Of course, some enjoy life abroad so much they don’t want to go back to live in India. With every trip back home to visit family and friends they begin to see that they are now living in a much more comfortable place. Domestic life and your interaction with public administration in highly industrialized countries usually is far better organized and reliable than in India. And professionally you are measured more on merit than status or heritage.
It is these members of the Indian diaspora that the government of India tries to lure to return to the homeland and contribute their bit to help India industrialize. But with mixed success. The bait does not seem to meet the diaspora’s taste.
When India calls back its children, the sounding love and charm comes with a side taste of guilt and liability. You’re left clueless how to respond, not even snappishly.
This is how I’ve felt on several occasions when traveling in India. In 2007 I flew to Bhavnagar, my mother’s native small town, now a bustling city with 2.8 million inhabitants. I had not been there before as it is not on the beaten track of contemporary international business (it was an important port city at a time long gone). That December, however, I gave myself good reason to go there.
Being part of the small Indian diaspora in Switzerland myself, I felt the need to find relatives I hadn’t imagined might even exist.

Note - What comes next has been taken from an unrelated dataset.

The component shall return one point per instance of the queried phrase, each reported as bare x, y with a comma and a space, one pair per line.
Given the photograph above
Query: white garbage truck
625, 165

Someone had told me to visit the small town of Talaja and to ask around, a roadside fruit vendor advised me to call on the place’s unofficial mayor who took me to an aged lady clad in a white sari and with a fresh glow in her eyes. Sitting on a traditional swing in the courtyard of her house she revealed to me that she was my late grandparents’ matchmaker. She gave me the mobile phone number of someone in Bhavnagar and said: “You’ll enjoy this.”
So I drove three hours from Talaja to Bhavnagar, called that number and was guided to a dire alley in a picturesque old residential quarter. I entered the house that had been described to me, climbed up the creaking stairs and suddenly stood in the living room. There, on a day bed, sat a smiling elderly couple.
The gentleman, apparently my long-lost granduncle, welcomed me laconically: “Where’ve you been so long?”